Knowledge is a deadly friend when no one sets the rules. The fate of all mankind I see is in the hands of fools. King Crimson - Epitaph (1969)

L'ombre d'un doute

Écrit par Paul Renard. Publié dans Humeurs du moment

Excellente émission sur France 3 hier soir (cliquez ici pour revoir l'émission durant les jours qui viennent). On y a abordé LE sujet tabou des livres d'Histoire : les massacres perpétrés en Vendée par l'armée républicaine durant la Révolution Française. Les faits sont accablants : alors qu'en 1793, la Révolution bascule dans la Terreur, l'Ouest de la France, catholique et royaliste de tradition s'insurge contre Paris. Le Comité de Salut Public, alors aux mains de Robespierre décide de frapper un grand coup.

Petit résumé. Durant des mois, les généraux de l'armée républicaine vont se livrer à un massacre de masse : hommes, femmes, enfants, vieillards, seront massacrés et jetés dans des charniers. Au Mans, 9 charniers sont découverts place des Jacobins en 2009. Les archives de l'époque font état de 15000 cadavres. Et sur les 159 squelettes exhumés, 30% sont féminins. Il ne s'agissait donc pas de combattants… Ce massacre du 13 décembre 1793 préfigure les suivants.

En 1985, un jeune historien, Reynald Secher, publie une thèse où il parle clairement de génocide. On célèbre alors les 200 ans de la Révolution : tollé général de la part des instances et des historiens !

Il faut comprendre qu'après l'exécution de Louis XVI, la France se retrouve en guerre contre toute l'Europe. La Révolution doit vaincre ou mourir. Une armée de 300 000 hommes est donc levée pour combattre. Mais les paysans s'insurgent, et notamment… en Vendée, sur une zone incluant la Loire Atlantique, les Deux-Sèvres, le Maine et Loire et… la Vendée. Ces populations, au départ plutôt favorable à la Révolution finissent par se raidir face aux mesures prises par le pouvoir révolutionnaire, par exemple le doublement de l'impôt, le service militaire obligatoire, ou encore le serment obligatoire des prêtres. Le rassemblement des hommes pour la conscription est l'occasion pour les mécontents de se réunir et s'organiser. Des villes sont prises (Cholet entre autres). À Machecoul, c'est l'escalade de la violence : le curé "constitutionnel" est torturé à mort, les notables connus pour leurs sympathies républicaines sont massacrés. La France apprend alors qu'il existe une zone où l'on tue des patriotes. Alors que la Convention est encore majoritairement aux mains des Girondins modérés, les Montagnards, emmenés par Robespierre et Barère, vont en profiter pour prendre le pouvoir et organiser une répression totale de l'insurrection : le Comité de Salut Public est créé le 6 avril 1793. En Vendée, ce sont les aristocrates qui se chargent d'organiser l'armée des "blancs". Les villes tombent les unes après les autres : Fontenay, Saumur, Angers,… Fin mai, ils contrôlent toute la rive droite de la Loire. Robespierre décide d'employer les grands moyens : tant que la République est menacée, toutes les mesures sont bonnes ! Femmes, enfants et vieillards seront déportés, le reste sera anéanti. À cet effet, Carnot dépêche en Vendée l'armée de Mayence : 16 000 soldats bien armés et disciplinés. La suite est connue : au total, ce seront 170 000 Vendéens qui seront sauvagement trucidés par les "bleus" (l'armée républicaine ainsi nommée en raison de l'uniforme bleu que les soldats portaient).

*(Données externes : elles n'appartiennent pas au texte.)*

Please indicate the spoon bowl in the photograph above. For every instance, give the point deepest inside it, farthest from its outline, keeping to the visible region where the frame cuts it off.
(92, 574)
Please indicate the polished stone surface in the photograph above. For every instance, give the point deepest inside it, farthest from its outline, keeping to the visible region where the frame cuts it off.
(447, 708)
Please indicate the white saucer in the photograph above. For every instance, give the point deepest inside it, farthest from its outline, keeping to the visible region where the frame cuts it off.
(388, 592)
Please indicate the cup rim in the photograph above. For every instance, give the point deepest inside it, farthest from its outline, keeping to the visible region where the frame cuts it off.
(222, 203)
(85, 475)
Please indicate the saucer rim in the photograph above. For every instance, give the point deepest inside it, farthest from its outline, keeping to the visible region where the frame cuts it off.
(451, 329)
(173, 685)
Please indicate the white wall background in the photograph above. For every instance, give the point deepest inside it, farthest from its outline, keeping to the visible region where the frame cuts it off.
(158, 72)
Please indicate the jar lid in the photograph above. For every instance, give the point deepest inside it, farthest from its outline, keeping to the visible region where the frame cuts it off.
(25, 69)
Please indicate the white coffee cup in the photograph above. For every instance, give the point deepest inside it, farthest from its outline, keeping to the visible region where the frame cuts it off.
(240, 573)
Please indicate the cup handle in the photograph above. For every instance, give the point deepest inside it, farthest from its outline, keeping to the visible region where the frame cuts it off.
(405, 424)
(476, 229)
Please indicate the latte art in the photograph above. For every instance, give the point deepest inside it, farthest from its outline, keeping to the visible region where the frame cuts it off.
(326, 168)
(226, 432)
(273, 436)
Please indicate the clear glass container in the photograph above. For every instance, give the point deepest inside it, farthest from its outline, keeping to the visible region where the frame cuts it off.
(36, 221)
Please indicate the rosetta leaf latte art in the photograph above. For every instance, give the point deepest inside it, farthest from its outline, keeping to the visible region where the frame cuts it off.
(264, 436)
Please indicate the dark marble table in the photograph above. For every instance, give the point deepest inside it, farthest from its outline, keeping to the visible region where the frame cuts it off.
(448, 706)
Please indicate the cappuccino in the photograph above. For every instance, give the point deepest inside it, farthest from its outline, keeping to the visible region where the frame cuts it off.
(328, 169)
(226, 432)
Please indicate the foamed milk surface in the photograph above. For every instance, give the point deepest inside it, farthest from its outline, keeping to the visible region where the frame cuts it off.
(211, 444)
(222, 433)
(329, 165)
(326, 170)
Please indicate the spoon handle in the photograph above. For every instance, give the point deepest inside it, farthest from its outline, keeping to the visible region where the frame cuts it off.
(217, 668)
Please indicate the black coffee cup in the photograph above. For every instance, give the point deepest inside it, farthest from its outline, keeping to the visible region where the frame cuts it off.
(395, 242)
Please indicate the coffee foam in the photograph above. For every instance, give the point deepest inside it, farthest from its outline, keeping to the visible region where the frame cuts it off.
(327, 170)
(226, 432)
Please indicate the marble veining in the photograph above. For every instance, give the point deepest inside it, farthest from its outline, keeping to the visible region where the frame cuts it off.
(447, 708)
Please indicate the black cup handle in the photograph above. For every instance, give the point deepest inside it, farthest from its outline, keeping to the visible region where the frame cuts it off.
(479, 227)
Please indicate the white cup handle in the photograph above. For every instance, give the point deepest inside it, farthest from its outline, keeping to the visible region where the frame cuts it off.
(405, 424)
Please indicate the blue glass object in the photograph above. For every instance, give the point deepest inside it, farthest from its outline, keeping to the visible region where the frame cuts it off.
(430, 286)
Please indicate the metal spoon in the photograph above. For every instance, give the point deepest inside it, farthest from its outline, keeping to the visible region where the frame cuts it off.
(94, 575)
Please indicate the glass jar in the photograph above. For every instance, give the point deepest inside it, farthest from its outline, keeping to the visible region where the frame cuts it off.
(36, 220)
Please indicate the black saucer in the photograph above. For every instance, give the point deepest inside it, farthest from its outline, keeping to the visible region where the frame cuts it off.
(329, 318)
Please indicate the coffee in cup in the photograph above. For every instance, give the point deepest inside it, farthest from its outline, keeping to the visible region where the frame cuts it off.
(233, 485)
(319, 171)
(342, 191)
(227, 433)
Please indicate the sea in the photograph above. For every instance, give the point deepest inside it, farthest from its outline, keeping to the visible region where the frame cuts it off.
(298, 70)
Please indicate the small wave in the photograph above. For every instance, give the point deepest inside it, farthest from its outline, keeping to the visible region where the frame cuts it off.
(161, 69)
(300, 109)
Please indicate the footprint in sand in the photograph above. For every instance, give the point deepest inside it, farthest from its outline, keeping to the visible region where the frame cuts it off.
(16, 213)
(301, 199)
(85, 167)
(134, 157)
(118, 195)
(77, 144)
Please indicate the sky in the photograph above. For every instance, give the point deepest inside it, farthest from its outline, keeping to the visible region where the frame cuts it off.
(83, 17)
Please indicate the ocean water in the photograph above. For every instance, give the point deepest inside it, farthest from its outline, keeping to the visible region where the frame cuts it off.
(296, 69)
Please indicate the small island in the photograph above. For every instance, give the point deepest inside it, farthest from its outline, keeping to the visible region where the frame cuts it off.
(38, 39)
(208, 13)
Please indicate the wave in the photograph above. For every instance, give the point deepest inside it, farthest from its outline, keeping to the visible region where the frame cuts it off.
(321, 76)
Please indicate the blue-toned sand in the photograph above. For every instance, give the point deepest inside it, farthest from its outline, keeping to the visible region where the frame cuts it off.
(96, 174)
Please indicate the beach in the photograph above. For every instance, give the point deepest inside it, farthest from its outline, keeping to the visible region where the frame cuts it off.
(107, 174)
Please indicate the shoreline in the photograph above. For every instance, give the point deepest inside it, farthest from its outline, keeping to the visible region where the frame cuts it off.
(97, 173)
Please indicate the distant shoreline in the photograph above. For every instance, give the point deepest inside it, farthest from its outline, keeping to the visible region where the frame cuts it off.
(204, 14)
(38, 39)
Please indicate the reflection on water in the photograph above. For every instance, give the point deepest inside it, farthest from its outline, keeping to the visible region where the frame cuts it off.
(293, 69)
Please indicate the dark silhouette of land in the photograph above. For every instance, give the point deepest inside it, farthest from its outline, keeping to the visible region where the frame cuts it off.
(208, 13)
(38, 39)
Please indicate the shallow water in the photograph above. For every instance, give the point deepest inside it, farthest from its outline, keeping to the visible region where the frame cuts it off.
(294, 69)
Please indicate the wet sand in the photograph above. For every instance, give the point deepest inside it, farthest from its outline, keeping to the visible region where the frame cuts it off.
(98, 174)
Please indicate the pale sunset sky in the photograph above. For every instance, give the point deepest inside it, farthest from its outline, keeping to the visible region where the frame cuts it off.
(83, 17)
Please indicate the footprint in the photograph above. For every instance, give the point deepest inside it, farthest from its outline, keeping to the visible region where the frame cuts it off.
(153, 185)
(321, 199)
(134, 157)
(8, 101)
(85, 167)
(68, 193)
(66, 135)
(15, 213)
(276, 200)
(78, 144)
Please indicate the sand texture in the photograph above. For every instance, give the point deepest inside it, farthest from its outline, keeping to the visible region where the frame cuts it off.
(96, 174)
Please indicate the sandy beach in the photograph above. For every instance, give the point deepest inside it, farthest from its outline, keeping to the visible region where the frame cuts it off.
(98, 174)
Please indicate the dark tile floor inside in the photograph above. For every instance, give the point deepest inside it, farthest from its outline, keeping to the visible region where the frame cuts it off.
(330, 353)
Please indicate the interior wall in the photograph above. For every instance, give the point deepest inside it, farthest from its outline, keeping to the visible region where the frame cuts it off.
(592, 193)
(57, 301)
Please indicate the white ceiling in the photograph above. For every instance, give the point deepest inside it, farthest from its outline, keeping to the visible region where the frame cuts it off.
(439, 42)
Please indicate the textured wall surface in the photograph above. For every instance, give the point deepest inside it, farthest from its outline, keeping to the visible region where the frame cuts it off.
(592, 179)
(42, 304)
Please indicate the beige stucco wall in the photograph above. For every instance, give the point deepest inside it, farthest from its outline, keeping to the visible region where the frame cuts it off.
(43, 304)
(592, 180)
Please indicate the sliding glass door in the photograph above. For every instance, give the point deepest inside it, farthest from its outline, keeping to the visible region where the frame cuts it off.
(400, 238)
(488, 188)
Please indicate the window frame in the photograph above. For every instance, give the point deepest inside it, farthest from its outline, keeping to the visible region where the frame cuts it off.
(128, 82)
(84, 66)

Si je vous parle de cela, c'est pour rappeler que cet épisode barbare a tout de même eu lieu quelques mois à peine après la fameuse déclaration des Droits de l'Homme. Et qu'en moins d'une décennie, la Révolution Française a ouvert une voie impériale (sans jeu de mots) à un petit dictateur ventripotent qui a mis l'Europe à feu et à sang durant 15 ans. Comme quoi, il est parfois utile de balayer devant sa porte.